Jan 01, 2009 10:31
I think it's customary, every time a new year rolls around, to look back on your life in the previous year. Well, I confess I don't usually engage in that sort of thing. I'm a fairly present-focused person, as a rule. But last night, as Bethany and I arrived home from her family's house, while winding down and getting ready for bed, I took that custom in a bit of a different direction.
I started thinking, not about my own life, but about all the billions (trillions?) of people who've existed since the world began... about how God created them all, and loved them, and had a purpose for every one of their lives. I thought about how those lives have been very different from one another -- whether it be circumstantial differences like time period and location, or whether it be differences in activity and experience. All the joys of life, all the heartaches, all the serendipities and tragedies of the human race throughout the ages. And I felt, in some deep and nearly indefinable way, a kinship with all people, and an affection for them, and most of all, a desire for their good.

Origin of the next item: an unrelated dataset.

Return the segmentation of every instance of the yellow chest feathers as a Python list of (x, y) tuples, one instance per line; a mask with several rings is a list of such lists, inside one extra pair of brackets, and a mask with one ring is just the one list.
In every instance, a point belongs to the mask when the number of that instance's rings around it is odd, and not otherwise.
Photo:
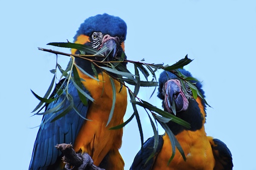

In the presence of a few lowly shepherds, an angel declared the advent of God's peace and good will among men. Ultimately, he heralded the one thing we need to overcome all the ills of the world: love. For love covers a multitude of sins. God himself is love, and love came to us in the person of Christ, and when he ascended back into the heavenly realm, he sent his Spirit to carry on the work of establishing his kingdom among the nations. That kingdom, too, is love.
So that is what I desired and prayed upon everyone last night, as the new year began. It's not the first time I've desired such a blessing, nor, certainly, the last, but I've been more conscious of that need and desire lately, and this was perhaps my strongest, most vivid experience of it yet.
In my own love for others, then, I wanted to effect some good in their lives. But I was aware that, realistically, there are so many people in the world I will never come in contact with, and even in cases where I do, there's no guarantee I'll be able to communicate God's love rightly, much less fully. So this experience helped me better understand, on a personal level, why some monks and ascetics (for instance) spend a lot of time in prayer for the world. Prayer is a very efficacious way to change things within our sphere, but it's the only way to extend influence beyond our sphere -- to help those we may otherwise never have the opportunity to, and to be a more powerful force in the world than our own small lives ever could. True, it's important not to neglect those around us; at the same time, what great good may come from prayer for the many more we have not met?
Christ himself taught us to pray, "Thy kingdom come, Thy will be done, on earth as it is in heaven." What is this but a prayer that love would increase throughout the earth? If I have any resolution on the first day of this new year, it's to pray this constantly, and to do what I can to bring it about.